BGH Beschluss v. - IX ZB 257/05

Leitsatz

[1] Zum Antrag auf Wiederaufnahme eines Insolvenzeröffnungsverfahrens über das Vermögen einer GmbH wegen Fehlens eines gesetzlichen Vertreters.

Gesetze: ZPO § 578; ZPO § 579 Nr. 4; InsO § 4

Instanzenzug: AG München 232 C 35061/04 vom LG München I 14 T 21189/04 vom

Gründe

I.

Der weitere Beteiligte beantragte am die Eröffnung des Insolvenzverfahrens über das Vermögen der Schuldnerin. Als Geschäftsführerin der Schuldnerin war zu diesem Zeitpunkt W. im Handelsregister eingetragen. Der weitere Beteiligte war (und ist) zugleich Gesellschafter der Schuldnerin und mit den übrigen Gesellschaftern zerstritten.

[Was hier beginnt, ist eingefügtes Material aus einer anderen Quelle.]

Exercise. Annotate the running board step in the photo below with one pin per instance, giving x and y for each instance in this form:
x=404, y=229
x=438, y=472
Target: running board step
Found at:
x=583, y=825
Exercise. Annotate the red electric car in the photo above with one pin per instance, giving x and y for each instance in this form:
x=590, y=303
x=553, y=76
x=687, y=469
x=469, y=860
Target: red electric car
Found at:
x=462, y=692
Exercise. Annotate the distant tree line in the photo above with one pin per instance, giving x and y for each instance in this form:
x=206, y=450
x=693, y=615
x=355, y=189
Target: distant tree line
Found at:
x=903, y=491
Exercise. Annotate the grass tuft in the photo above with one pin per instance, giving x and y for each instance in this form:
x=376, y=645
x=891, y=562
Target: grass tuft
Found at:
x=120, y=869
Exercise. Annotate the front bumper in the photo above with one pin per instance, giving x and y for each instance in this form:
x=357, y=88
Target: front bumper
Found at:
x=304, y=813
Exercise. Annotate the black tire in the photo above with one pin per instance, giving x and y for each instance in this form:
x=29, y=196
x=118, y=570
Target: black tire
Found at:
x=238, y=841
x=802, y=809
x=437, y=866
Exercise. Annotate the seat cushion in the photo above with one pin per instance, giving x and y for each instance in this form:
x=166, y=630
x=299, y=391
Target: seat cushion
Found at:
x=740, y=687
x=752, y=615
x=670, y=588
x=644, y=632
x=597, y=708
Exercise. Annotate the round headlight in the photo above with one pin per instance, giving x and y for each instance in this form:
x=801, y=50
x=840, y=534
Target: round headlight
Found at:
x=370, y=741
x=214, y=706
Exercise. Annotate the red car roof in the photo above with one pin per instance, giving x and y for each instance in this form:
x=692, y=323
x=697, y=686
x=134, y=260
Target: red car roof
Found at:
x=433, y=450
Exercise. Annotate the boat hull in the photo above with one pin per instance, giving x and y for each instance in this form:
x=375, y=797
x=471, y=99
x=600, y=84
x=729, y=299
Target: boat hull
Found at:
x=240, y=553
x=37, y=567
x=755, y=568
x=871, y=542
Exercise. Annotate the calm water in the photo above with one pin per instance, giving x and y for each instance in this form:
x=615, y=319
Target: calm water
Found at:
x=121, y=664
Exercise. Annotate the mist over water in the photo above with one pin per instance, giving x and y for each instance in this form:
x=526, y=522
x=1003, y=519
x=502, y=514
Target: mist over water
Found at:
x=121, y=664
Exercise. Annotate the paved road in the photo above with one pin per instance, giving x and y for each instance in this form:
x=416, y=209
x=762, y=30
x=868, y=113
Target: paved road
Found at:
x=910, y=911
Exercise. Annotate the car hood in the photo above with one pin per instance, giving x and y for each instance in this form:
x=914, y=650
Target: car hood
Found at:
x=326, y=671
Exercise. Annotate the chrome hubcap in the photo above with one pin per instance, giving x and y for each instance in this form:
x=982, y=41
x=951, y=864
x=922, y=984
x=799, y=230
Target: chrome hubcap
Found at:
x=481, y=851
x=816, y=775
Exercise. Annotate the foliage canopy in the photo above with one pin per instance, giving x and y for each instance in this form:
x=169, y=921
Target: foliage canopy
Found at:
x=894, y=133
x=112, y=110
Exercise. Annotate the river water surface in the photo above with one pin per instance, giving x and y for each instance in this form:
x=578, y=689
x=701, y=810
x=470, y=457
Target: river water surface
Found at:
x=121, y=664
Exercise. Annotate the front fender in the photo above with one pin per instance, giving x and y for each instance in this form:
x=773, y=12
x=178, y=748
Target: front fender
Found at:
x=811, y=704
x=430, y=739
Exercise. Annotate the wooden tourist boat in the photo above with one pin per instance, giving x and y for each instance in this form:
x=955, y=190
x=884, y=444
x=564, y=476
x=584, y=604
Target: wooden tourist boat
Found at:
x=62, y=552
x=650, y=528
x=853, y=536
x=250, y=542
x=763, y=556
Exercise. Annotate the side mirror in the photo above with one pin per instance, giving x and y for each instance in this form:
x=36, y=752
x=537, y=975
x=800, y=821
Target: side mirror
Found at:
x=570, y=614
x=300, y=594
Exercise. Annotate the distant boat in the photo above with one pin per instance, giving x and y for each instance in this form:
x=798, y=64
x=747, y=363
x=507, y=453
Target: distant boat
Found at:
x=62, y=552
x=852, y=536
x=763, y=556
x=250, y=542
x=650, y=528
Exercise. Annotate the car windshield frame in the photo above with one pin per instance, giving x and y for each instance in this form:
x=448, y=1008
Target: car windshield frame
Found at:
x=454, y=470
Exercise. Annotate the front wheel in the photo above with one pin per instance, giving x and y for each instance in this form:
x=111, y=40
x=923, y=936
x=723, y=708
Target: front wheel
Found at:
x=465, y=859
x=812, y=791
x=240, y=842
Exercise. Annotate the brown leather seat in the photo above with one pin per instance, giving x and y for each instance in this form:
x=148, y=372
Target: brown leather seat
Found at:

Er hatte Anfechtungs- und Nichtigkeitsklage gegen den Gesellschafterbeschluss über die Bestellung der W. erhoben. Die Klage hatte Erfolg. Mit Urteil vom stellte das Landgericht München I die Nichtigkeit des Beschlusses fest. Eine Nichtigkeitsklage gegen einen weiteren Gesellschafterbeschluss vom über die erneute Bestellung der W. hatte ebenfalls Erfolg (Urteil des LG München I vom ).

Am wies das Insolvenzgericht den Antrag mangels einer die Kosten des Verfahrens deckenden Masse ab. Rechtsanwalt Wa. , ein weiterer Gesellschafter der Schuldnerin, legte eine von W. unterzeichnete Verfahrensvollmacht vor und erhob sofortige Beschwerde. Am bestellten die Gesellschafter der Schuldnerin W. und B. zu Geschäftsführerinnen. Mit Urteil des Landgerichts München I vom wurde die Nichtigkeit auch dieses Beschlusses festgestellt. Am wurde die sofortige Beschwerde der Schuldnerin als unbegründet zurückgewiesen. Der Beschluss wurde Rechtsanwalt Wa. zugestellt.

Bereits vor der Entscheidung über die sofortige Beschwerde, am , war ein Notgeschäftsführer bestellt worden. Dieser zeigte dem Insolvenzgericht am an, dass er am Kenntnis von dem Abweisungsbeschluss erhalten und mittlerweile Rechtsbeschwerde zum Oberlandesgericht München eingelegt habe. Die Rechtsbeschwerde wurde an den Bundesgerichtshof weitergeleitet; nach Belehrung über Form und Frist für die Einlegung einer Rechtsbeschwerde fand ein Rechtsbeschwerdeverfahren jedoch nicht statt.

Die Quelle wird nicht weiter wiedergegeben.